L’occasione da non perdere del Pnrr

«Avremo un effetto rimbalzo, ma abbiamo soprattutto il Pnrr che ci mette sulla strada di riforme e investimenti. Ci stiamo giocando la capacità non tanto di crescere nel biennio, ma ci giochiamo il futuro dal 2025 in avanti. L’occasione da non mancare è quella di alzare il potenziale di crescita in termini di tensioni sociali, occupazione di giovani, donne e sviluppo del Mezzogiorno». L’Italia è cresciuta nei dieci anni pre covid dello 0,4% anno, la Germania dell’1,8%. E sono due economie simili, basate sulla manifattura, ed export led. «La differenza sta nel fatto che il nostro sistema industriale è più ricco e flessibile, ma anche più frammentato. Vedremo se in futuro il tema della dimensione resterò sul tavolo – dice De Felice – ma in mezzo tra lo 0,4 e l’1,8 ci sono posizionamenti che possiamo conquistare. A frenare l’industria italiana non è tanto la dimensione e nemmeno il sistema fiscale, ma è la complicazione del sistema legislativo e della giustizia. Granelli di sabbia che rallentano la capacità degli imprenditori».

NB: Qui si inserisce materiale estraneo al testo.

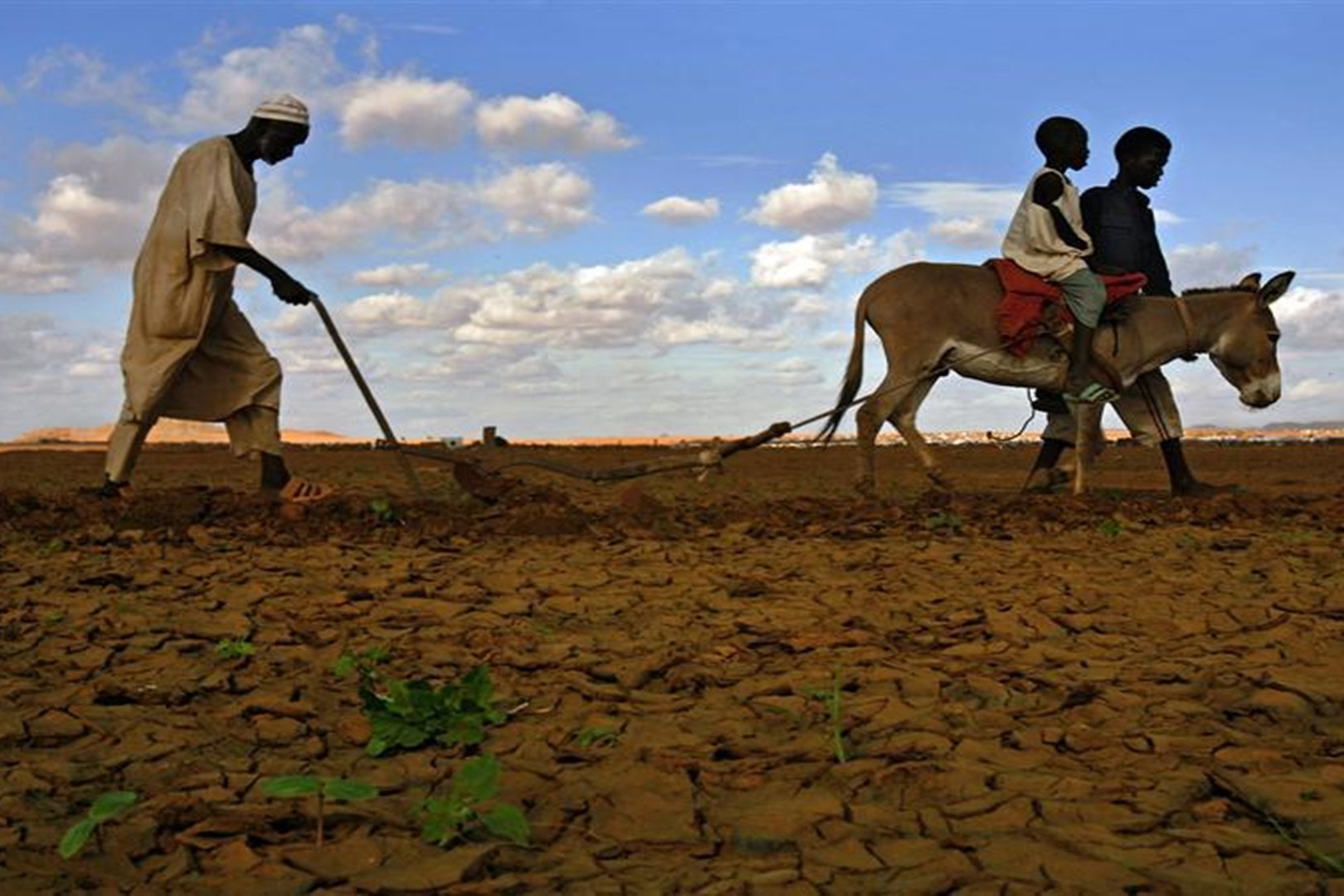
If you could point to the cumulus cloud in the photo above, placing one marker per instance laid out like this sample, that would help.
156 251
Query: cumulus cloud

Un’opportunità che non possiamo mancare: l’Europa ha fatto un grande passo avanti e il Recovery italiano vale il 37% del totale europeo, contro un peso dell’economia dell’11%. Ma rileva che i sussidi all’Italia valgono il 21% di quelli erogati complessivamente e i prestiti il 73,9%. «Stiamo chiedendo tre quarti dei prestiti complessivamente erogati ai paesi dell’eurozona. Su di noi c’è una responsabilità gigantesca perché far funzionare questo piano articolato, fatto di riforme e investimenti, è fondamentale per l’Italia e per l’Europa per andare avanti nel processo di integrazione. Il Next generation è stata una vittoria: stiamo stato bravi a convincere i frugali, ma se non terremo fede agli impegni presi non potremo avere nulla da pretendere». «Se non ora quando? – conclude De Felice – anche perché è vero che l’Italia nell’indice della digitalizzazione è fanalino di coda, ma ci sono sottosettori, come l’ebusiness in cui spicchiamo: l’Italia è davanti a ogni Paese e in particolare per meccanica ed elettrotecnica». Non solo: se guardiamo i numeri sulla diffusione dei robot, siamo sopra la media mondiale di 113 per 10mila addetti. Ne abbiamo 212, e siamo sotto solo a Germania e Giappone. «Anche sul fronte della transizione green l’industria dice la sua: il 60% dei brevetti green appartiene al settore della meccanica. Nel complesso però i brevetti green sono il 5% del totale».